The Taiwanese currency has dropped more than 2 per cent from its recent peak in early March to 28.5 per US dollar, after holding steady at about 28 per dollar for most of the first quarter.

Line chart of NT$/US$ showing Taiwan dollar volatilty surges ahead of US manipulator report

In addition to concerns that the US could label the country a currency manipulator, the fall in Taiwan’s dollar has also been compounded by a shift in global markets.

Rising US Treasury yields have made holding Taiwanese debt relatively less attractive for global investors, while a broad shift away from growth stocks such as those in technology has prompted a sell-off of shares in Taipei-listed semiconductor makers. Those factors have hit demand for assets denominated in the Taiwanese dollar.

Expectations that the Biden administration will target Taiwan have risen following the appointment of economist Brad Setser to the Office of the US Trade Representative in February. Setser’s critical report on the currency hedging tactics used by Taiwan’s central bank was cited by the Treasury when it put the country on its watch list last year.

Analysts pointed to trading patterns in the Taiwanese dollar during January and February that they believed indicated attempts by the central bank to limit appreciation in the currency, supporting the important export industry.

During the period, the Taiwanese currency frequently strengthened against the dollar early in the day before weakening again in the final hour of trading.

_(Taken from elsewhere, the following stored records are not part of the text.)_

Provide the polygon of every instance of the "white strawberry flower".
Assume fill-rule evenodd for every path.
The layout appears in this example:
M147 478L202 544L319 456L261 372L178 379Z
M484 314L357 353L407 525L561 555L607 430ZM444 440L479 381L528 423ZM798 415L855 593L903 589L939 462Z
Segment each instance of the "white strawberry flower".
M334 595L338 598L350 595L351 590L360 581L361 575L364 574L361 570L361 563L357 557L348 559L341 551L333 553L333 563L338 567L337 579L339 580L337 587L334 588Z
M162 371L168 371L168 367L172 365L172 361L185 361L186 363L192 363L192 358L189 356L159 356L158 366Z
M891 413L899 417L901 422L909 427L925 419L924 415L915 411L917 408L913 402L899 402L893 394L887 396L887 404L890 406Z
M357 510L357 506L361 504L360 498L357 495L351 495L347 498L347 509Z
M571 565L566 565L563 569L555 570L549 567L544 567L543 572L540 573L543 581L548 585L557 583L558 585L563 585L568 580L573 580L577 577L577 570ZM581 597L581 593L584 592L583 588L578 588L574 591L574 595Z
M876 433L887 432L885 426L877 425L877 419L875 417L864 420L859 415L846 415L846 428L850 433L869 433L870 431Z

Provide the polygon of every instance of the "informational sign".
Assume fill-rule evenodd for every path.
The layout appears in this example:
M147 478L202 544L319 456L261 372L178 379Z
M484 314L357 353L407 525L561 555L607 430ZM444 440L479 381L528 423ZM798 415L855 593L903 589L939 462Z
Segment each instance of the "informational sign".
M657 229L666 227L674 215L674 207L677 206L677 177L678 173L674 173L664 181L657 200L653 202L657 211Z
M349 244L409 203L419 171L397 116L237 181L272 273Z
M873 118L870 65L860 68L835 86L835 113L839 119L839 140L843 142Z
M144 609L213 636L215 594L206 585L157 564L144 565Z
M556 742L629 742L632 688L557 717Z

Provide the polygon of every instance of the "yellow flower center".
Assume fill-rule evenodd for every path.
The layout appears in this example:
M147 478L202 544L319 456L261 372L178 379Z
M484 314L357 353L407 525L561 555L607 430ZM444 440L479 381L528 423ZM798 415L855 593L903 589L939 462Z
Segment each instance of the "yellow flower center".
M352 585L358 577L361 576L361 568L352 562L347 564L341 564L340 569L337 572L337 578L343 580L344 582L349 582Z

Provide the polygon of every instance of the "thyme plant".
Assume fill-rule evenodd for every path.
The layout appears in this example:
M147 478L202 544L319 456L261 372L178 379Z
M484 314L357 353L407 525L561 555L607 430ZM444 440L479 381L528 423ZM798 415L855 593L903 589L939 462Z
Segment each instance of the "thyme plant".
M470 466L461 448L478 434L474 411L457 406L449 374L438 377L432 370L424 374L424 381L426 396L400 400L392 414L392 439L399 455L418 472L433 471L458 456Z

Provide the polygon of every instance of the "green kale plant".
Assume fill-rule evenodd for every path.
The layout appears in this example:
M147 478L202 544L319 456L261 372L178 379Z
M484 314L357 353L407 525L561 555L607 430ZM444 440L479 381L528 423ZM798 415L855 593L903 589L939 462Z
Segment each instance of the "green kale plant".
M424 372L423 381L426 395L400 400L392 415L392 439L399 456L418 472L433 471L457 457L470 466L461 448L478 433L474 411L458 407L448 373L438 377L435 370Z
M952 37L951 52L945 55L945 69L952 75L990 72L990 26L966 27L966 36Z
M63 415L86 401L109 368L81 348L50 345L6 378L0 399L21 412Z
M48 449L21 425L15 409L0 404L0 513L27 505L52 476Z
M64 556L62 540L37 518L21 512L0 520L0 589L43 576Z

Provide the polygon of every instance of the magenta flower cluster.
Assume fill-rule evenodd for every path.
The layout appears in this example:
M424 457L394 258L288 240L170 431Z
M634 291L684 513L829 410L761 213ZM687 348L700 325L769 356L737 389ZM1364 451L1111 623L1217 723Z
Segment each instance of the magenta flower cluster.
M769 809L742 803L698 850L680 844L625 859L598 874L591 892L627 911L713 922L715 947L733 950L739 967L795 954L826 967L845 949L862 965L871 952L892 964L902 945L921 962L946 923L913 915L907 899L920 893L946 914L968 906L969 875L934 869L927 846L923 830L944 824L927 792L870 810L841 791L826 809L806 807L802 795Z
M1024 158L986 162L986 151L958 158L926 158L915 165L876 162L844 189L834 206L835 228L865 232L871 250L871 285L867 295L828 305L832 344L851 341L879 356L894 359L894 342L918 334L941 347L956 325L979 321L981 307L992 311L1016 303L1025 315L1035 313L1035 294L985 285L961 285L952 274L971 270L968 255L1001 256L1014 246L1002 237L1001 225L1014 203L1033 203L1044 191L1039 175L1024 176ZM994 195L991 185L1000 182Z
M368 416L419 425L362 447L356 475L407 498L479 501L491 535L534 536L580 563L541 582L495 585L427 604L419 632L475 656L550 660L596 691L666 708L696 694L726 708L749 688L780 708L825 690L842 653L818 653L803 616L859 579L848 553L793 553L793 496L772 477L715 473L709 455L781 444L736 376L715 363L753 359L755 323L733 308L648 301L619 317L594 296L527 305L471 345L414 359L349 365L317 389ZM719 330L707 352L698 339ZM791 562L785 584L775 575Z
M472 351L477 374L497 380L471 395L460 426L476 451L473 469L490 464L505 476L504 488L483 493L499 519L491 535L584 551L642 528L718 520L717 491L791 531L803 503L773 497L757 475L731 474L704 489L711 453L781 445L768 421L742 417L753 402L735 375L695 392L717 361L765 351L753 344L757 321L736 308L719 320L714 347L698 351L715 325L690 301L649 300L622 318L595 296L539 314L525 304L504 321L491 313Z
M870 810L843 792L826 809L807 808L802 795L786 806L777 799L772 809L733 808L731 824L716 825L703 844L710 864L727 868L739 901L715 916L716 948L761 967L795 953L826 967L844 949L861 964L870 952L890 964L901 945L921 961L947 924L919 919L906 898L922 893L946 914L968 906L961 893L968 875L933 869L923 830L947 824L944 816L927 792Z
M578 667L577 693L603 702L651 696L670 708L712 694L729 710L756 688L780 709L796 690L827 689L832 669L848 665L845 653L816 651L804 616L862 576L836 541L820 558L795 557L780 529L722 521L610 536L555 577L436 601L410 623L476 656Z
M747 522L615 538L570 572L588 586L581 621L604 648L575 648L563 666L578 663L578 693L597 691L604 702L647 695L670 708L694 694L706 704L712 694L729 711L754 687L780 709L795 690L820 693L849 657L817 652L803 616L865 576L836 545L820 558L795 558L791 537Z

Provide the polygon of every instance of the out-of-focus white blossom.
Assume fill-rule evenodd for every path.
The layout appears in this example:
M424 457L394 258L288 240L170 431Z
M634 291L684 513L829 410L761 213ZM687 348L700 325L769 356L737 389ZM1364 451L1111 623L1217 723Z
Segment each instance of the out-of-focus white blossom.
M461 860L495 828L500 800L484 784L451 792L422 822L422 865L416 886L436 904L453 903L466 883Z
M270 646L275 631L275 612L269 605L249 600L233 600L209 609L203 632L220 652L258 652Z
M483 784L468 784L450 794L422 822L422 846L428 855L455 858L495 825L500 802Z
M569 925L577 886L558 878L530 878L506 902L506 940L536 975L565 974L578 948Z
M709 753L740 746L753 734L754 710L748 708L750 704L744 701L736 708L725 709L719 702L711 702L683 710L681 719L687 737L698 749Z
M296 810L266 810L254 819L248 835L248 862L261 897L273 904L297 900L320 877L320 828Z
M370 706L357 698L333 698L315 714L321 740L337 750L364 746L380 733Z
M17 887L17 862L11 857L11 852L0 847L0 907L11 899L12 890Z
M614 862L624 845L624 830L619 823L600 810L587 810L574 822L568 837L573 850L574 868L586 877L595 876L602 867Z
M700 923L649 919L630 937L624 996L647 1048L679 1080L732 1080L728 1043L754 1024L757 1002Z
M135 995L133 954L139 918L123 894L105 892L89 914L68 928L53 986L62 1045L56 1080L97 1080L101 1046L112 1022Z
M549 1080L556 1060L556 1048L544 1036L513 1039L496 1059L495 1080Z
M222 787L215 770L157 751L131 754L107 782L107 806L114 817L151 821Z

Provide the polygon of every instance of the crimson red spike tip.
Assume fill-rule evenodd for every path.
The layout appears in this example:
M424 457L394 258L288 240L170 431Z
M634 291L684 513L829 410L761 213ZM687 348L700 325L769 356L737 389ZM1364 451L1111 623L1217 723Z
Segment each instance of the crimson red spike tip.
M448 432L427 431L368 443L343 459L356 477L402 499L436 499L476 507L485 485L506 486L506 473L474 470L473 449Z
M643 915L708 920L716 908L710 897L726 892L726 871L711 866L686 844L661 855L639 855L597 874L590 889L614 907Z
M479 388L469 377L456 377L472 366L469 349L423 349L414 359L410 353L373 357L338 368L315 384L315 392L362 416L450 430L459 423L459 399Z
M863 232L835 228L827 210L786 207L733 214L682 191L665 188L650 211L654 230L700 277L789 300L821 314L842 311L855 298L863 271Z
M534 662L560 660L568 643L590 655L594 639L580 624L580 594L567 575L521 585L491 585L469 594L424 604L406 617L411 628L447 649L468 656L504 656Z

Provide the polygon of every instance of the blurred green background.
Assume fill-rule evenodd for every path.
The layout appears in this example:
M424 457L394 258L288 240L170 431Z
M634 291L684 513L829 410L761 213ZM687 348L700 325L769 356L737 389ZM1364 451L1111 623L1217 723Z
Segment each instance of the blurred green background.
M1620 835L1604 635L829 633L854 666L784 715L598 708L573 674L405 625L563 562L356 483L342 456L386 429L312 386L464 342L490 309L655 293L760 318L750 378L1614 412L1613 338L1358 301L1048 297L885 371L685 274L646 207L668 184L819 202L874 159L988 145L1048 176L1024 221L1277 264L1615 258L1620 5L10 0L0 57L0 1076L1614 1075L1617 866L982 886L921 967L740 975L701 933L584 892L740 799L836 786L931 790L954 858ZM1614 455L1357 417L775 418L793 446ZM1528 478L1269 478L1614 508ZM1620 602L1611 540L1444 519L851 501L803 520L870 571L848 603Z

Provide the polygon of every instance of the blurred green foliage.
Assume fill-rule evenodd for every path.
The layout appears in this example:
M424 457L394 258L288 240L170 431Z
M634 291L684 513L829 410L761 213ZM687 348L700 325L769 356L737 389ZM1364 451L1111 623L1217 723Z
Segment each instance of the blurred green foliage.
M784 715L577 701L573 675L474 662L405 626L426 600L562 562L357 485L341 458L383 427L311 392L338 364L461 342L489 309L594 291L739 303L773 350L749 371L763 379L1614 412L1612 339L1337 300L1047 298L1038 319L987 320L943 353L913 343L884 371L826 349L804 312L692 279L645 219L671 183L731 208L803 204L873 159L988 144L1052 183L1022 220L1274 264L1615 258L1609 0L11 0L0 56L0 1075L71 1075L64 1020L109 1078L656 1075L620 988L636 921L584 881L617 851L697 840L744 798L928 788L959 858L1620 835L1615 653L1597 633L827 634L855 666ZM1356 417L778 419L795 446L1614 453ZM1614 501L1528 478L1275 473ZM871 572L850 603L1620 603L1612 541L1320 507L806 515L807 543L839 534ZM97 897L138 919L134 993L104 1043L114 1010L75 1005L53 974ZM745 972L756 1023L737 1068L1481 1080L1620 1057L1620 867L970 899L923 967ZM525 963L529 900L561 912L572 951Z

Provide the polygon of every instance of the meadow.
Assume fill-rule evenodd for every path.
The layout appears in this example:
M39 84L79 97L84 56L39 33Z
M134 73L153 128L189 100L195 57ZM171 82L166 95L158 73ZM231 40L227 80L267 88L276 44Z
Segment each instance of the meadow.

Iris Pang, chief greater China economist at ING, said that suggested central bank involvement. “It’s very clear . . . there was some kind of very weird operation going on in the Taiwan dollar forex market,” she added.

A book by current and former officials at the central bank alleged that policymakers’ resistance to a stronger currency had hurt Taiwan by encouraging many exporters to focus on making cheap goods rather than innovative products.

Taiwan’s central bank declined to comment on the country’s foreign exchange policy.

Even if the US does brand Taiwan a currency manipulator, some analysts believed Washington was unlikely to follow through with tariffs given the delicate nature of regional geopolitics.

“It’s not just economics when it comes to Taiwan, it’s always politics,” said ING’s Pang.